Purpose: We sought to describe a streamlined surgical set-up for simultaneous definitive orthopaedic and plastic surgery on open tibial fractures, routinely allowing for fracture fixation and free flap coverage within a standard operating day.
Methods: Patients with open tibial fractures initially undergo first stage debridement and temporary fracture stabilization, before returning within 72 hours for definitive fixation and soft tissue coverage. We describe in detail the practicalities for optimizing simultaneous working of orthopaedic and plastic surgical teams for our most common second stage procedure for open tibial fractures—secondary debridement, temporary stabilization, intramedullary fracture fixation, and free vascularized soft-tissue coverage.
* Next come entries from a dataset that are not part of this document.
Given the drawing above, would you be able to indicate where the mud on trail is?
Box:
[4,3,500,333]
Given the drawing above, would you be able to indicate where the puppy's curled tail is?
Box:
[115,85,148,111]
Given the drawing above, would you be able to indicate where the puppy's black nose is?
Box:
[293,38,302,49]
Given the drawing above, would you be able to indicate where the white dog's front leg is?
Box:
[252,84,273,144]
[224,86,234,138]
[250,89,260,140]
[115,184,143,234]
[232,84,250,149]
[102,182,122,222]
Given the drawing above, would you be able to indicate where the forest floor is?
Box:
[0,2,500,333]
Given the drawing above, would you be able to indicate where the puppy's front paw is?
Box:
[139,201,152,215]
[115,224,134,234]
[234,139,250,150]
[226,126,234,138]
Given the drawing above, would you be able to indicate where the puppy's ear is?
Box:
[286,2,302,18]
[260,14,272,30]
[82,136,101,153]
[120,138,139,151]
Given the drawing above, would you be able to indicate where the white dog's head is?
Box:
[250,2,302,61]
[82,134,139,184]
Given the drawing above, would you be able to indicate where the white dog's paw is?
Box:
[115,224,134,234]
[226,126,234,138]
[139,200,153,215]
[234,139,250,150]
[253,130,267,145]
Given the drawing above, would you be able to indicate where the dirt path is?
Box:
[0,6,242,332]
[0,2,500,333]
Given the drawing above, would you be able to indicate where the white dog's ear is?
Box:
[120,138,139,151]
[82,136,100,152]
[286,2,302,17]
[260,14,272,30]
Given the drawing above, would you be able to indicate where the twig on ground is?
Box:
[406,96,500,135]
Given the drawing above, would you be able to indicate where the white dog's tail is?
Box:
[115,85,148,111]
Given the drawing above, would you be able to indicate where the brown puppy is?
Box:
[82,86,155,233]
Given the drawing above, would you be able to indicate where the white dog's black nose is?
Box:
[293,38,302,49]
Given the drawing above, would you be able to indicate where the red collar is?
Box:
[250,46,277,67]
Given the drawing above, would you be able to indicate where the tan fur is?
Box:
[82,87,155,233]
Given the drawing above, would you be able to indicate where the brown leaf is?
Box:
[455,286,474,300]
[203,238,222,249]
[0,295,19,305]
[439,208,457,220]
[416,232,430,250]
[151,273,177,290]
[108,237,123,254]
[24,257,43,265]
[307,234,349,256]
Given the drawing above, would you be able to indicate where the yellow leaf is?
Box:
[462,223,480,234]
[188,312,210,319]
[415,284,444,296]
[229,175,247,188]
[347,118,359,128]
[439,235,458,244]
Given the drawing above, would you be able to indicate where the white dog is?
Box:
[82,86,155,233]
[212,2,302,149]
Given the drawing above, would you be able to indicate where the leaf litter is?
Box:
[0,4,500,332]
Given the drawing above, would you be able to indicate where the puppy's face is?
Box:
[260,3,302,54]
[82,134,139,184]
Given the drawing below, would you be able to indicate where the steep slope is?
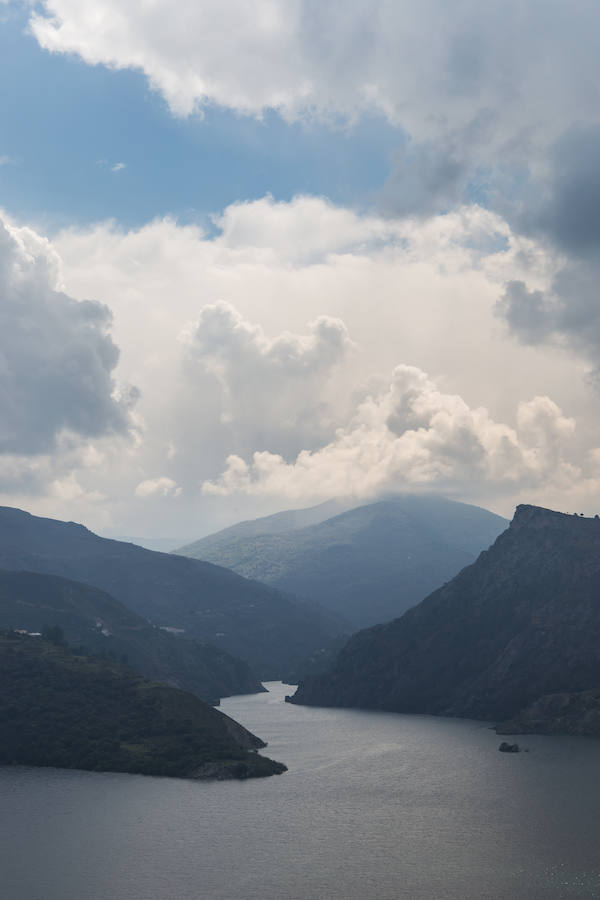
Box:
[0,570,263,700]
[0,507,335,678]
[293,506,600,721]
[0,634,285,778]
[178,495,507,628]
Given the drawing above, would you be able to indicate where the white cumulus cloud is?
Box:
[203,365,581,501]
[0,219,129,455]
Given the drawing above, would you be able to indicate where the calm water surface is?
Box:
[0,683,600,900]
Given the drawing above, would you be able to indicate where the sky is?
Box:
[0,0,600,544]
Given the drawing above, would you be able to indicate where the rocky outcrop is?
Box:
[293,506,600,733]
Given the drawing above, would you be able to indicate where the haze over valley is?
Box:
[0,0,600,900]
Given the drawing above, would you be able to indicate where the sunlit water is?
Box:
[0,683,600,900]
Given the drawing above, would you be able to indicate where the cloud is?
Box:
[8,197,600,537]
[0,221,128,455]
[181,302,355,455]
[520,124,600,258]
[203,365,581,501]
[496,259,600,385]
[30,0,600,156]
[135,475,181,499]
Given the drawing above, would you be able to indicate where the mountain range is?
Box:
[0,632,285,778]
[0,507,339,679]
[291,505,600,734]
[177,495,507,629]
[0,569,264,702]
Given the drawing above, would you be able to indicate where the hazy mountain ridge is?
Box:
[294,506,600,730]
[0,570,263,701]
[178,495,507,627]
[0,507,335,679]
[0,634,285,778]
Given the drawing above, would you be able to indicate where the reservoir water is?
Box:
[0,683,600,900]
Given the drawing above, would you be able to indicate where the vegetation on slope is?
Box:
[0,570,264,702]
[0,507,336,679]
[0,633,285,778]
[178,495,507,628]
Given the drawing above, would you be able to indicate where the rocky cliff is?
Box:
[293,506,600,733]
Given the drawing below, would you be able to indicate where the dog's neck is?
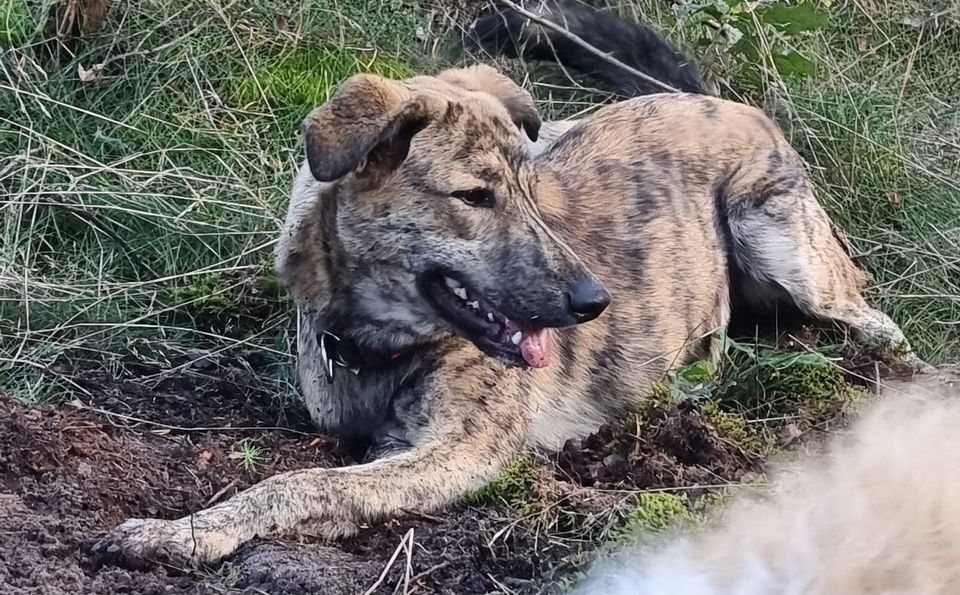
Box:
[316,318,415,383]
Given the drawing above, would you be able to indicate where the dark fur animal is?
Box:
[94,1,924,565]
[466,0,710,97]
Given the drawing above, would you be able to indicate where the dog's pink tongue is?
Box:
[520,328,553,368]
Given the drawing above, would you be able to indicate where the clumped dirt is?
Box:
[0,361,772,595]
[557,402,760,496]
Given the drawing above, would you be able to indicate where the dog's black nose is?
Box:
[567,277,610,323]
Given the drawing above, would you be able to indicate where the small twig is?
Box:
[497,0,681,93]
[363,527,413,595]
[410,560,450,583]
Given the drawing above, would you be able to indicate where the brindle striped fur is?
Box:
[95,60,928,564]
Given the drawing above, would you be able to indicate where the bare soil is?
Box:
[0,354,755,595]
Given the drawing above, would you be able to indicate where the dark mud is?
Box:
[0,352,753,595]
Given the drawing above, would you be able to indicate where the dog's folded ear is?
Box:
[437,64,540,141]
[302,74,440,182]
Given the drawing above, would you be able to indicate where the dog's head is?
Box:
[288,66,610,367]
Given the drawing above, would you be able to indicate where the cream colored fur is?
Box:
[576,376,960,595]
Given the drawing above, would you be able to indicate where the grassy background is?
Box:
[0,0,960,401]
[0,0,960,584]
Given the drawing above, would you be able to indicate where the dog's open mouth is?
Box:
[423,274,552,368]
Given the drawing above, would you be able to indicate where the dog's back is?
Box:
[576,380,960,595]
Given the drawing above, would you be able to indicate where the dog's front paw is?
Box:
[91,519,207,567]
Results: In the last 5 years, we have treated over 250 patients with open tibial fractures according to these principles and techniques. Free flap coverage has predominantly involved anterolateral thigh (69%) or gracilis (14%) flaps. All patients were operated on a dedicated orthoplastic list, with a standard surgical team of 2 orthopaedic and 2 plastic surgeons—commonly an attending and fellow/resident for each specialty. Patient positioning, flap donor site marking, and draping are all carefully planned to allow simultaneous orthopaedic instrumentation, unimpeded image intensifier use, and free flap harvest. One plastic surgeon identifies the acceptor vessels in the injured limb, while the other starts raising a flap from the contralateral side. Once suitable vessels are identified, the orthopaedic team removes the previous temporary stabilization, and completes a second debridement and washout, before reducing the fracture and holding with mini-fragment plating positioned to allow intramedullary fixation. This allows for suprapatellar nailing to be performed with the leg in a static position on a block, with concurrent work on the flap pedicle. By completion of definitive fixation, the flap has been raised and checked for viability. This allows the plastic surgeons to proceed to free flap transfer and microvascular work with minimal delay. Median operative time for the entire procedure is 360 minutes (interquartile range, 120), allowing completion within a standard operating day.
Conclusion: Combined orthoplastic operating systems have often been hampered due to issues with logistics, operating room timing, and staff availability. Over the past decade, we have refined a process of combined surgical management for open tibial fractures, to maximize efficiency and improve surgical outcomes.